November natural gas is set to open unchanged Monday morning at $2.45 as traders question the amount of remaining market downside and focus on distant buying opportunities. Overnight oil markets rose.

Risk managers are looking for a lower spot to enter the long side of the market. “The gas market has been under pressure this entire summer because of moderate temperatures, plentiful supply and plummeting commodities in general,” said Mike DeVooght, president of DEVO Capital, a Colorado-based trading and risk management firm. “As we look forward to the heat season, which can often be supportive to the gas market, demand expectations have been ratcheted lower because of the El Nino.

“On a trade basis, we have been looking for an opportunity to get long the natural gas market but have not felt like we have yet reached the bottom of this move. We would start to be a light buyer if January reaches the $2.50 level.” DeVooght recommends buying January futures for both end-users and trading accounts should the contract trade that low.
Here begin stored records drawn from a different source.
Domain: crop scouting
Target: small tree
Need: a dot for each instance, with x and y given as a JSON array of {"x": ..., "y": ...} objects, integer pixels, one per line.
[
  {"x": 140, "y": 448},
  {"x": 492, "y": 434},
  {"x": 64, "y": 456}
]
January futures settled at $2.798 Friday.

All indications are that the El Nino will be one of the strongest on record. “The atmospheric response to the equatorial sea-surface temperature anomalies, measured by their atmospheric ENSO index (AEI), is the strongest event since at least 1948,” said Todd Crawford, a meteorologist at WSI Corp.

Typical impacts of an El Nino are the southern United States from California to the Carolinas then up through parts of the East Coast become wetter, but parts of the Ohio Valley, Great Lakes, Northwest and Northern Rockies are drier.
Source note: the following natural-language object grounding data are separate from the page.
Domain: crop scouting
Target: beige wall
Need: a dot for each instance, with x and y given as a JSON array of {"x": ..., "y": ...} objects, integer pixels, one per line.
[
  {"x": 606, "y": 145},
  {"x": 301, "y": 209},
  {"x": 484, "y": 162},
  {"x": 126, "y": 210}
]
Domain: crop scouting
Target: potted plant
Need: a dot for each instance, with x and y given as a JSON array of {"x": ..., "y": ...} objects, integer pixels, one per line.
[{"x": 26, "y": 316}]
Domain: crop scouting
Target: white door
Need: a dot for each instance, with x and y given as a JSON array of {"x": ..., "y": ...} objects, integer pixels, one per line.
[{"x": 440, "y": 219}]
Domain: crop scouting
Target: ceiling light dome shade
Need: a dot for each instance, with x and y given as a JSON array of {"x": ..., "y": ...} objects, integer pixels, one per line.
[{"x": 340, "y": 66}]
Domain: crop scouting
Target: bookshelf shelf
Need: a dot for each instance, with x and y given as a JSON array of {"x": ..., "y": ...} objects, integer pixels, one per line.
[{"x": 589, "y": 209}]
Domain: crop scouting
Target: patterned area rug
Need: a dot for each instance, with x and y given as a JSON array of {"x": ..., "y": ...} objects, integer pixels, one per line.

The desert Southwest, Southern Plains, northern Gulf Coast are cooler, but the northern tier of states from the Pacific Northwest to the Northern Plains, Great Lakes and Northeast are warmer. “These are impacts that are typically expected, but they aren’t always the rule,” The Weather Channel said.

Tom Saal, vice president at FC Stone Latin America LLC, put it succinctly: “El Nino means low gas prices.”

One analyst doesn’t see too much downside remaining in the near term, but the spring contracts could be highly vulnerable to high ending inventories.

“While the most extreme cold scenario would have the market exiting March at over 1 Tcf, assuming a production average of around 72.5 Bcf/d through the five months, a warm scenario has the potential to drive that level well above record highs. Thus we see the March through May contracts as highly vulnerable to downside pressure under anything less than a normal to cold weather scenario,” said Breanne Dougherty, an analyst with Societe Generale in New York, in a report.

“We don’t see much material downside left here given how the market has bounced off the $2.55/MMBtu level all summer and the lack of risk of storage containment type price pressure.

We see the curve as predisposed to upside from here through mid -December…beyond that, though, we are bearish through June 2016.”

In overnight Globex trading November crude oil gained 56 cents to $46.10/bbl and November RBOB gasoline rose 2 cents to $1.3649/gal.